External Publication

Nvidia driver update - reactor node

Hugging Face Forums [Unofficial] June 8, 2026

Hmm… if you are trying to do audio too on 8GB VRAM, maybe something like this:

I would separate the “audio problem” into three different problems:

Layer	What it means	8GB VRAM practicality
1. Attach audio to a video	Add an existing `.wav` / `.mp3` track to the generated video	Very realistic
2. Generate speech	Create the dialogue audio from text or a recording	Realistic, especially if done outside the video workflow
3. Lip-sync / audio-driven motion	Make the mouth, face, head, or body follow the audio	Possible, but should be treated as a separate later workflow

So I would not try to solve all of this in one giant ComfyUI graph at first.

For 8GB VRAM, the practical order is probably:

1. Generate or record the voice separately
2. Generate the silent video with your current working workflow
3. Mux the audio into the video
4. If the mismatch is too obvious, try a simple lip-sync post-process
5. Only then look at heavier audio-driven video systems

The most important point is this:

An audio input on a video node usually means “I can attach an existing audio stream,” not “I can generate speech from the prompt.”

So if the save/combine video node has an audio socket or audio icon, that does not necessarily mean Wan/ReActor is generating audio. It usually means you can pass in an existing audio object and have it combined into the final file.

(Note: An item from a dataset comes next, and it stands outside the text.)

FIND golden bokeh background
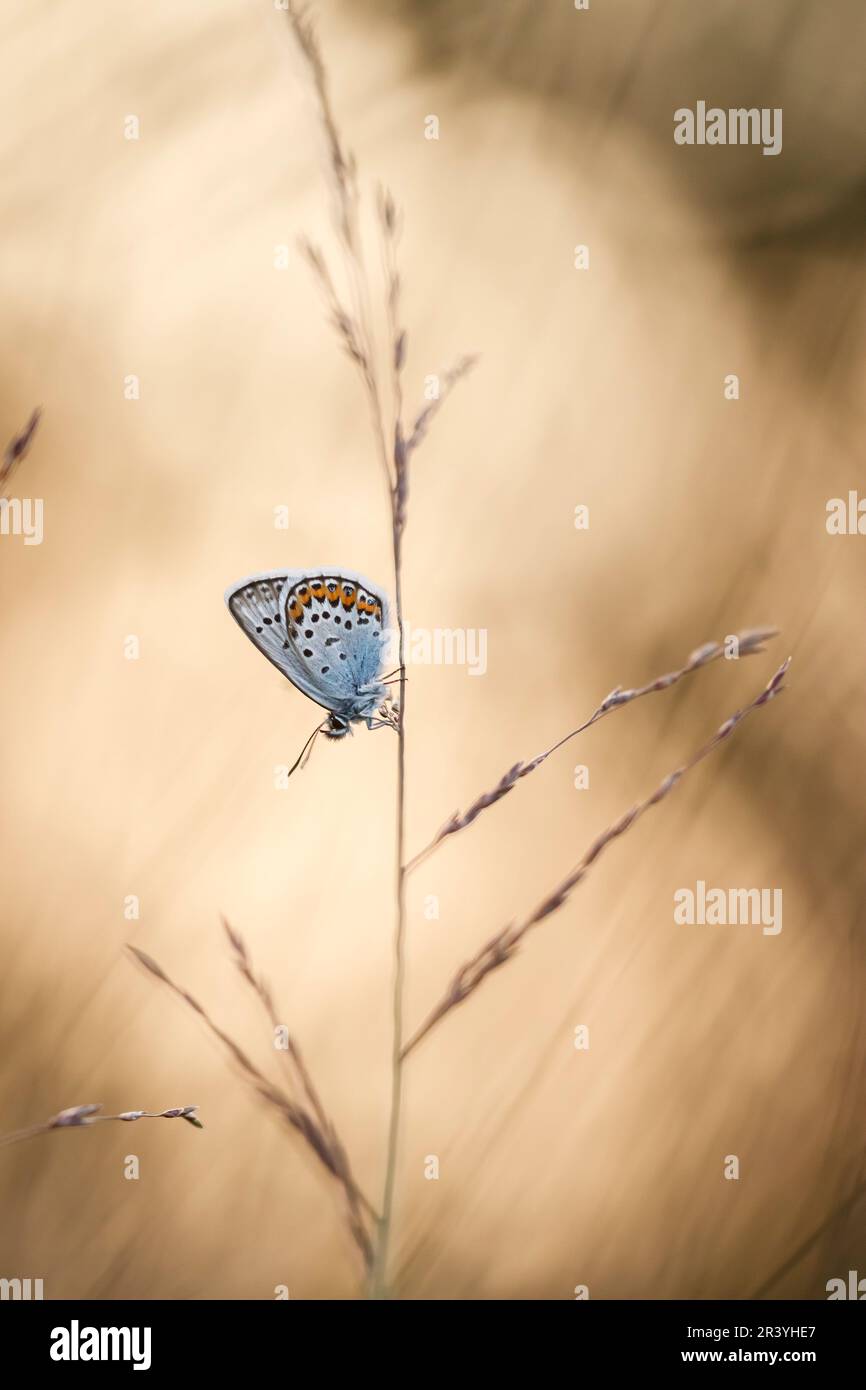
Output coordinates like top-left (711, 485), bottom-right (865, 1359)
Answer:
top-left (0, 0), bottom-right (866, 1298)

Recommended path for 8GB VRAM

I would start with the boring, common, well-documented path:

TTS or recorded voice
↓
silent generated video
↓
mux audio into the video
↓
optional Wav2Lip / LatentSync pass if lip-sync is needed

This is less magical than a full audio-driven video model, but it is much more realistic on 8GB VRAM.

Why I would not start with Wan2.2-S2V locally

Wan2.2-S2V is closer to the ideal solution: image/video + audio → speech-driven video.

But I would not start there on 8GB VRAM.

Wan2.2-S2V-14B exists and is the more “native” speech-to-video direction:

Wan2.2 GitHub
Wan-AI/Wan2.2-S2V-14B on Hugging Face

However, the official model card / README examples are much heavier than an 8GB local setup. The S2V route is more like:

high-VRAM GPU / cloud / hosted workflow

not:

easy local 8GB ComfyUI workflow

So I would treat Wan2.2-S2V as the “ideal future path,” not the first recovery path.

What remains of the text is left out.